Data Governance Task Force​

Building Responsible Data Governance in Cities and Counties

The Who

The task force is a community of public officials, city and county staff members, and researchers from across the country meeting on a quarterly basis

The What

The task force is creating multi-faceted policy and practice tools to inform, guide, and facilitate responsible data governance by cities and counties

Outcome

Sharing effective approaches to policy development and implementation tools in a “community of practice” manner, as envisioned in the formation of the MetroLab Network Data Governance Task Force that produced this document enhances the ability of local governments to both use data to provide increasingly efficient and beneficial public services, and to protect the public and mitigate risks of misuses of data.

Model Data Governance Policy & Practice Guide - Web

Explore more of the guide online as a website.

How It Started

This project arose from a collaboration between the city of Kansas City, MO and an interdisciplinary Law, Technology, and Public Policy course at the University of Missouri-Kansas City (UMKC). The city sought to understand both privacy laws and sunshine laws from the citizen perspective, and the student teams and mentors involved co-produced a discussion draft of a "Model Data Handling Policy" addressing those matters and also containing a set of principles, policies, procedures and checklists regarding a city’s responsibilities and opportunities with data handling across its operations.

This draft was workshopped by members of the MetroLab Network at the 2019 and 2022 annual summits, and is now serving as the foundation for the task force to build a national Data Governance Community-of-Practice and to co-develop and curate a new policy and practice guide document that will assist communities in establishing best-practices for their data.

The Goal

This team produced a document called the Model Data Governance Policy & Practice Guide (MDGPPG), which has annotated text and appendices containing practice tools, form documents, checklists, and protocols, addressing key elements of city and county data governance.

The Focus Areas

The MDGPPG document that is being produced is divided into the following 6 Focus Areas. Expand each Focus Area to see what it entails. Collectively the co-working group for the project currently involves representatives from 17 cities or counties and approximately 40 individuals.

Agreed upon definitions are key to any legal or policy regime. Definitions allow practitioners to classify technologies and standardize operations. A core set of definitions reflecting municipal uses of data will be vital to creating opportunities to standardize practices across departments and jurisdictions. This focus area seeks to establish definitions and core principles to standardize language and approaches to interdepartmental and inter-jurisdictional data sharing.

Just as some information is more valuable than other information, some information is inherently more sensitive. The gradations between the most sensitive and lease sensitive data should be reflected in the integrity and accountability measures municipal offices adopt. This focus area will offer for consideration a standard taxonomy around different data classifications, as well as some potential variations, and outline the proper measures cities should adopt to enforce consistency in operating procedures.

While protecting data from outside threats is a major concern of data governance, just as important is systematizing internal departmental procedures and improving delivery of public services. This Focus Group will-develop recommended policies and procedures that seek to ensure data is interoperable with municipal systems, accessible to appropriate staff, and appropriately protected access by unauthorized  individuals, with adaptable features to accommodate varying governmental structures.

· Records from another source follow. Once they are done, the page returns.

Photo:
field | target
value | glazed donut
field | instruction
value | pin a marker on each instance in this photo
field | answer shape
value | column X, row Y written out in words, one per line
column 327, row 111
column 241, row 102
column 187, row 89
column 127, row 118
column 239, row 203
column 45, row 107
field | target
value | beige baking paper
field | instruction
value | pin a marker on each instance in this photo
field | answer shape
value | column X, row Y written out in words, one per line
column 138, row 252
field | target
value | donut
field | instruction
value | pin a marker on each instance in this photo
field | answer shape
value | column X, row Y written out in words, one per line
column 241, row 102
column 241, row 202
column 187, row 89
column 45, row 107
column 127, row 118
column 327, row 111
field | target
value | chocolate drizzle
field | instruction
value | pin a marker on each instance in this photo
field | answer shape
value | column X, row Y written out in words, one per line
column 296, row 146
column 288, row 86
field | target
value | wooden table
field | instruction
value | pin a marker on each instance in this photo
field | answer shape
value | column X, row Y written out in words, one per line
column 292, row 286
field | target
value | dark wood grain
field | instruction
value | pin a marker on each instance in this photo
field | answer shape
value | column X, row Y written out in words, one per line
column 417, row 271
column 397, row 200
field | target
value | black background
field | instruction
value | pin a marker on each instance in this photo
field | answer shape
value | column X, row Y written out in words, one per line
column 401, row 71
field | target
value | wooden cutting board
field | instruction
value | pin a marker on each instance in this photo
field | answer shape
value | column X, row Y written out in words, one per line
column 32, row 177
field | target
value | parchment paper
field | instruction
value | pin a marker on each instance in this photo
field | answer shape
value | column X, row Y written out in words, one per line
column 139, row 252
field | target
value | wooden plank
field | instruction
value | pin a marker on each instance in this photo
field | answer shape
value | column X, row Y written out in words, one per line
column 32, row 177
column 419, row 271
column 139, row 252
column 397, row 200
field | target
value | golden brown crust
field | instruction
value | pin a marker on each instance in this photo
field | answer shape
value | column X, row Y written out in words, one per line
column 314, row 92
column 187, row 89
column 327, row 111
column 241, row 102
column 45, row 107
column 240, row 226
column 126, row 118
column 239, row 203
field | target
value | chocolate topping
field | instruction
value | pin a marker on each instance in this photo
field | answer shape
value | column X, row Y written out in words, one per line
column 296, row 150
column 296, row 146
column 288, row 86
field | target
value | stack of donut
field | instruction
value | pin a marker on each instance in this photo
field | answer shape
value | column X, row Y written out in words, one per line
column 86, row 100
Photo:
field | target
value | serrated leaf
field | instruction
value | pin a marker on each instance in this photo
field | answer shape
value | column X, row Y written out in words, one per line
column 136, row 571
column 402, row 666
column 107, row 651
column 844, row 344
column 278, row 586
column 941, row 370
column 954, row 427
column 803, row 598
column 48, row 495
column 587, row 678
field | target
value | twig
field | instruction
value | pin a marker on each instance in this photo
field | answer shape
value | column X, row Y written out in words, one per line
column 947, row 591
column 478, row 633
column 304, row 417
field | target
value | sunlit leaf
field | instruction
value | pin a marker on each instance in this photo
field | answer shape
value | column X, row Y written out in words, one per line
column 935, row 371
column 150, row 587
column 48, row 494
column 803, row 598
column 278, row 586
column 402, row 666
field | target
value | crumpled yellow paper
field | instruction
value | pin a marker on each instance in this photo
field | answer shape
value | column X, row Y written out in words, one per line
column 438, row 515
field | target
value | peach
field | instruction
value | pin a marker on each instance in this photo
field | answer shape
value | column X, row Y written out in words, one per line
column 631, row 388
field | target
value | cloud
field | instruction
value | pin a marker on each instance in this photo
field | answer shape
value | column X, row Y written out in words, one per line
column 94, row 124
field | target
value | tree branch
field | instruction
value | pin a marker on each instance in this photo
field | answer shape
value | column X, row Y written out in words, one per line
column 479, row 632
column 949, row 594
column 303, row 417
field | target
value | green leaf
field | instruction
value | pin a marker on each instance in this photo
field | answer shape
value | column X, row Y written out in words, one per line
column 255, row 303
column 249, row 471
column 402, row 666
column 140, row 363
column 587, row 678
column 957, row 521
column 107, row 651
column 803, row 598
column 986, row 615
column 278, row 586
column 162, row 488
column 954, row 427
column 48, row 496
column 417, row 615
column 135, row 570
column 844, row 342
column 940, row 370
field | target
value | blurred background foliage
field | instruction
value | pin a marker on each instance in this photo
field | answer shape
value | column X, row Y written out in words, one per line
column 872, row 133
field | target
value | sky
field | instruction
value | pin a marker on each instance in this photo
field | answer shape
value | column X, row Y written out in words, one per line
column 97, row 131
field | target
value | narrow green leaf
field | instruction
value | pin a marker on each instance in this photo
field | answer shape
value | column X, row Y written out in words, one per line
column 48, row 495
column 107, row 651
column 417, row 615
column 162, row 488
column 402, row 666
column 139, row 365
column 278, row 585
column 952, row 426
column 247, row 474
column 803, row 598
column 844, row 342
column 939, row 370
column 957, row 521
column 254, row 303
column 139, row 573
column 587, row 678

As data collection by municipal governments has increased, so have concerns over the impact of collection activities on personal and community notions of privacy. Recent cybersecurity incidents faced by municipal governments also highlight the importance of strong information security and privacy preserving practices when governments collect sensitive personal information. This focus area will produce recommendations regarding privacy and security standards and protocols for intra- and inter-departmental data processing activities and for interactions with the public that involve gathering, storing, using and/or using data.

Much of the data used for municipal services and planning are collected and processed by vendors rather than the local government body itself. Sharing municipal data with independent researchers can also be vital to studying and ameliorating public problems. To assist municipal procurement of these data services and collaborations, this focus area will develop standard language for data sharing agreements that clearly outline rights and responsibilities of service providers entrusted with municipal data.

Meaningful data governance at the municipal level must be responsive to the desires and concerns of city or county residents. The daily activities of municipal residents are monitored, recorded, and processed to improve a litany of local services, but this must be done with community input to avoid unlawful and unconscionable invasions of personal and community privacy and also to make useful data available to community members in appropriate ways. This focus area seeks to establish transparency, oversight, and accountability measures that give communities autonomy over decisions that affect data collected by municipal governments and opportunities to engage in policy and practices discussions and deliberations with government staff and decision makers and other stakeholders.